The gentleman for whom these scholarships you receive today are named had a dream that took the train he was on down a track that did not lead to a dead-end.  Fr. Jean dedicated his life to serving the One Who said: “He who has the desire to keep his life will have it taken from him, and he who gives up his life because of Me will have it given back to him” (BBE).  That service led him to share his life with a people from whom he had not sprung and which, until he made his decision, he had not known – the Ukrainians.  So profoundly did this vision shape his life that to this day the grateful flock he shepherded remembers him by giving a helping hand to young folks taking their steps along their own paths – which may or may not be guided by their own vision, inspired by the One Who sends such revelations, but binds Himself by the freedom He has accorded to them to accept or refuse them.

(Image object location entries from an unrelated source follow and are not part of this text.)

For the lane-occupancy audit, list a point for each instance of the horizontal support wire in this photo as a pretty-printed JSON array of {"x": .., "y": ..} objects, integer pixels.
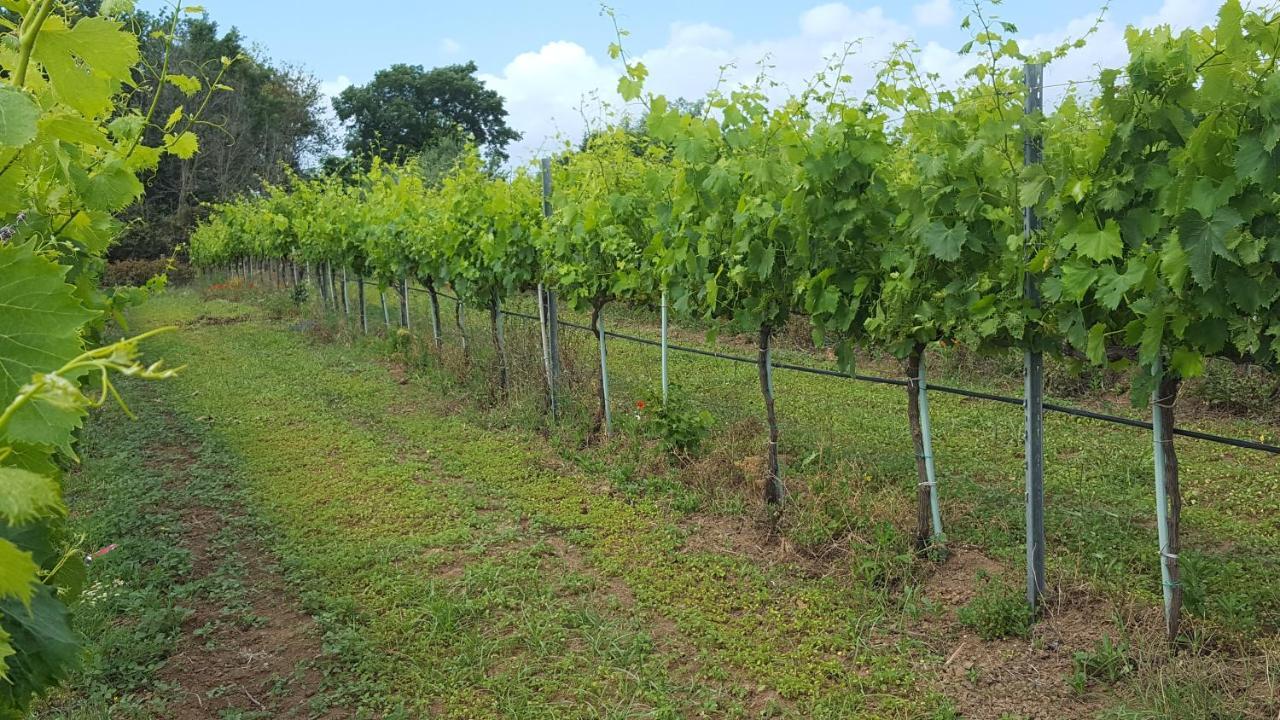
[{"x": 947, "y": 390}]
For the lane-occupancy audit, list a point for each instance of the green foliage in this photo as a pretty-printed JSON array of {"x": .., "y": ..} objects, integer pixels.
[
  {"x": 1244, "y": 390},
  {"x": 72, "y": 155},
  {"x": 1176, "y": 177},
  {"x": 679, "y": 424},
  {"x": 138, "y": 273},
  {"x": 1107, "y": 662},
  {"x": 997, "y": 611},
  {"x": 405, "y": 110}
]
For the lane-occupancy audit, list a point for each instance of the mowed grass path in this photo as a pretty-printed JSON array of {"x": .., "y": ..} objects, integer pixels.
[
  {"x": 467, "y": 573},
  {"x": 461, "y": 565}
]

My young brothers and sisters!  Like Fr. Josaphat Jean of blessed memory, I have found that there is no higher vision than to spend oneself – one’s energy, intellect, strength, imagination, love – in service to the One Who is the Source of all that is, the One Who, as the amazing George Harrison proclaimed in his song by the same name, is “Life Itself”.  Listen to his words.  He sings: “You are the One/ You are my love/ You send the rain and bring the sun/ You stand alone and speak the truth/ You are the breath of life itself, oh yes you are/ You are the One”.

I stand before you today, a supremely happy homo sapien. (I hasten to add that I am not spared the struggles, challenges, yes, and the doubts to which our species is prone, by God’s mercy).  And I solemnly proclaim to you: there is nothing that I have given up in following the vision of seeking to promote, in the community of which I, like yourselves, am a part, the Kingdom of Peace, Love, Hope, Kindness and Joy that Jesus has ushered in, that I have not received back many times over in one form or another.  Often when I have not expected it or even despaired of it ever coming.

That Kingdom stands ready to be revealed in each and every situation in which we can find ourselves.  Can you see it?  Can you imagine a place where each and every person is provided for, cherished, treasured, loved?  Where one does not need to measure up to false criteria set up by an order which is fading away each second that we are speaking of it?  Where one can be what one truly is and be valued for that very thing?

It is not conflict, backstabbing, undercutting, conspiring, scheming, shooting, bombing, lying, robbing, murdering, hurting, that brings this about.  It is a vision, a dream: the dream of the world as God meant it to be.  An ever-new vision of the world as proclaimed and LIVED perfectly by Jesus of Nazareth.

It is not required that one become a monk, nun, priest, bishop to serve and strive to realize and actualize this vision.  As a matter of fact when that Kingdom shall fully come there will be no such distinctions any more.  No more nuns, monks or priests!  Just transformed people!  For in fact the Christian Faith we hold in common says that the only True Priest, Who shares that priesthood with ALL His friends – and, of course, within this space and time, in a special way with the sacramental priests such as myself, is Jesus Himself, the true God and the true Man!  Can you imagine a world with no more confessionals (because the tendency to sin has been transcended), no more prisons, no more elections, no more campaigns, no police, no army, no government?  

What I ask and what I challenge you – and myself - to seek is: how do I in my circumstances and situations direct my thoughts and imagination, my hopes and my aspirations, my words and my actions to work towards the realization of this dream?  I am sure that some will cry out: “You silly  preacher!  Can’t you see that that train has already left the station?  You are preaching Utopia.  It does not and can not work!” 

And here I will take refuge in the words of another imperfect pop visionary, John Lennon, who said:  “You may say I’m a dreamer,/ but I’m not the only one,/ I hope some day you'll join us,/ And the world will live as one.”

God bless you, dear friends!  Have a happy and blessed life, full of “Life Itself”!  I could not wish you better!